Frustrierte Löwen: Solche Szenen hat der Fan oft gesehen in der Saison. Foto: dpa

Der Gegner am Sonntag steht da, wo eigentlich die Löwen stehen wollten: auf einem Aufstiegsplatz. Die AZ erklärt, wie der kleine Klub vom Lech am großen TSV vorbeigezogen ist.

 

München Lange waren die Fronten zwischen dem TSV 1860 und dem FC Augsburg geklärt. Hier der Traditionsklub aus der Millionenstadt an der Isar: Vom Selbstverständnis her eigentlich ein Bundesligist, der hin und wieder ein paar Jährchen weiter unten kicken muss. Dort das Team aus der – sagen wir mal – Schwabenmetropole am Lech: Vom Selbstverständnis her ein Fahrstuhlklub zwischen Liga zwei und drei; dafür haben 40 Jahre des Pendelns zwischen den Klassen gesorgt. Nun aber ist der kleine FC Augsburg dabei, die großen Löwen abzuhängen. Mit einem Sieg am Sonntag im Heimspiel gegen 1860 (17.30 Uhr, Liveticker auf abendzeitung.de) könnte Augsburg sich den Relegationsplatz für den Aufstieg in die Bundesliga sichern. Die AZ erklärt, wie der „Kleine“ am „Großen“ vorbeigezogen ist:

Gelungene Transfers: „Wir haben dieses Jahr ein gutes Händchen mit den Transfers bewiesen“, sagt Augsburg-Manager Andreas Rettig. Gemeint sind Spieler wie Torwart und Ex-Löwe Simon Jentzsch, aber auch Marcel Ndjeng oder Ibrahima Traore, die innerhalb kürzester Zeit zu Leistungsträgern wurden.

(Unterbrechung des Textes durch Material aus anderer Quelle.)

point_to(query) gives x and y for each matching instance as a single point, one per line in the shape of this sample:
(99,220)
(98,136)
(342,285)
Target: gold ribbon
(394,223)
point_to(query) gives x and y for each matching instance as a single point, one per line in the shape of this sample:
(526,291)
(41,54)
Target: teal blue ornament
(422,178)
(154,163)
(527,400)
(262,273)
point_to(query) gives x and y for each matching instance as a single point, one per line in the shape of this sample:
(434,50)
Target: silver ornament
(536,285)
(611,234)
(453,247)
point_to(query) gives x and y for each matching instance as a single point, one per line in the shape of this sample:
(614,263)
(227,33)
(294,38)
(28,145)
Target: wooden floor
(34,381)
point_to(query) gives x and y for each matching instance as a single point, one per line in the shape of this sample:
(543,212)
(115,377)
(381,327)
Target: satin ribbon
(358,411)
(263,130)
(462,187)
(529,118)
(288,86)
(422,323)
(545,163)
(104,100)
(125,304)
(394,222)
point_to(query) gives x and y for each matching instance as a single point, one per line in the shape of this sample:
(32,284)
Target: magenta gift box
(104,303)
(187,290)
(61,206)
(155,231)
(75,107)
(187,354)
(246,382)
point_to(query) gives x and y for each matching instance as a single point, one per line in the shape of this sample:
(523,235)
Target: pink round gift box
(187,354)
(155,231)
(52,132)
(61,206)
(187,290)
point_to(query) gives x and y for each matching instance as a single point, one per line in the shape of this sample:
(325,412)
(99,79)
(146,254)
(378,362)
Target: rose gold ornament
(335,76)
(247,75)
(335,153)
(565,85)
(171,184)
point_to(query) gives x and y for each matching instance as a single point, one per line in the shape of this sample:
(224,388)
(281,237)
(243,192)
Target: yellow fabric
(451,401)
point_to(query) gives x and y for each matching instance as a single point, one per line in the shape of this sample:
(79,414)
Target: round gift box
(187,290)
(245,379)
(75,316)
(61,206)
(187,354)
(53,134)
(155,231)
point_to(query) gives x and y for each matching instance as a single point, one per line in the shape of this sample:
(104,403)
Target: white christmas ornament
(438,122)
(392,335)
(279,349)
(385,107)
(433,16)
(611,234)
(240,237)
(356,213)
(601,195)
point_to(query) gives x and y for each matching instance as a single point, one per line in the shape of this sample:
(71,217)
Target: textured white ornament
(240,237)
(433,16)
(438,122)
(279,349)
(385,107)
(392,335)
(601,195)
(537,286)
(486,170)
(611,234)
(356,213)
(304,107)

Konstanz: „Die Augsburger sind über das gesamte Jahr konstant geblieben“, sagt Sechzig-Coach Ewald Lienen. „Sie haben vorgemacht, was bei uns auch möglich gewesen wäre“. Wenn sich die Löwen nicht in schöner Regelmäßigkeit ein paar peinliche Ausrutscher erlaubt hätten.

Ruhe: „Der FC Augsburg ist ein sehr familiärer Verein, der positiv Bescheiden ist“, sagt Ex-Löwe Simon Jentzsch, „niemand posaunt hier große Reden raus.“Als Kritik an den Löwen, bei denen es zuletzt durchaus ein wenig Unruhe gab, will er das aber natürlich nicht verstanden wissen.

Die Stärke des Kollektivs: FCA-Trainer Jos Luhukay betont immer wieder die Bedeutung des Kollektivs. „Das ist ein Grund dafür, dass ein positiver Geist bei uns herrscht“, sagt Rettig, „man hört häufiger das Wort ’wir’, als das Wort ’ich’“.